Yellowstone Cliffs is a fantastic Fall hike, especially once you've reached the cliffs. Just gorgeous, see pics. The cliffs are striking any time, but right now the Fall foliage is about to peak. I'll give some key info on the trail first, then follow with details from our trek.
First, route and stats: no we did not go all the Windy Gap--20 miles RT was plenty for us, hiking from Carbon entrance. We started at 8:50 a.m. and got back to the car at 6:05, with about 30 minutes break at the cliffs, pic taking, etc. Hiking time was about 4h15 min or so each way. Ran into 5 people, including 3 backpackers, a runner, and a volunteer ranger. All extremely friendly. Second, obstacles: I've attached two pictures, one of a land and rock slide, plus trail erosion, along the trail between Ipsut campground and the Lower Carbon crossing; another of a rock slide in the scree leading down to the Lower Carbon crossing.

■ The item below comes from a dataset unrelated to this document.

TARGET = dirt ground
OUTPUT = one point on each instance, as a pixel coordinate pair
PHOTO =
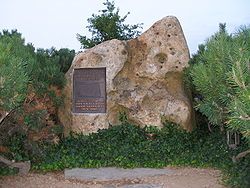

The former (land and rock slide) is in the same place as the narrowed trail and rope used to be. (Last winter, I noted that this part of the trail looked as if the rate of erosion was picking up. Looks like that would be a yes). Watch your footing here, as the ground is not stable (i.e., soft with moisture and still sliding), and watch the trees dangling above (!). Another intense rain, and some re-routing may be in order--and may not be safe. The scree slide seems less serious/as if it could be much more easily repaired, but at the moment requires care in traversing. In the pic, the section to the left is where the rocks have slid across the path. One can fairly easily climb down through the scree and pick up the trail (which is not in any danger of being lost), but be aware that the scree is indeed loose and could easily resume sliding. Flora: yes, there are still a few wildflowers, especially up on the ridge where the cliffs are (in the summer, the place is festooned with all kinds). Today I saw several clusters of mountain gentian and one, lone orange agoseris, plus quite a bit of pearly everlasting--which looks like it's near the end of its "everlasting." Tree-wise--the area is resplendent (!) with old growth, virtually the entire way. Fauna: one snake and a chipmunk. No bears today, but we were on the lookout. They do hang out near the cliffs. No mountain goats either, who we have seen in the past grazing in a large herd in the meadows below the cliffs.
Details from our hike: actually, there's not a lot to add, except to say that this is a great hike to take if you want to have some solitude, and if you want to get out into some serious back country. The elevation gain from start to finish is about 3000 feet, and that last 2.9 miles to Yellowstone Cliffs is where most of it happens--in 23 fairly steep switchbacks. There's a sweet campsite at Yellowstone Cliffs, with two spots--we've camped there a couple times. A lovely, remote retreat, and a fine place from which to explore Windy Gap and Lake James.
Happy hiking, Everyone, and be safe out there! The light fades early this time of year--the forest was already quite dim in places at 3:40 yesterday!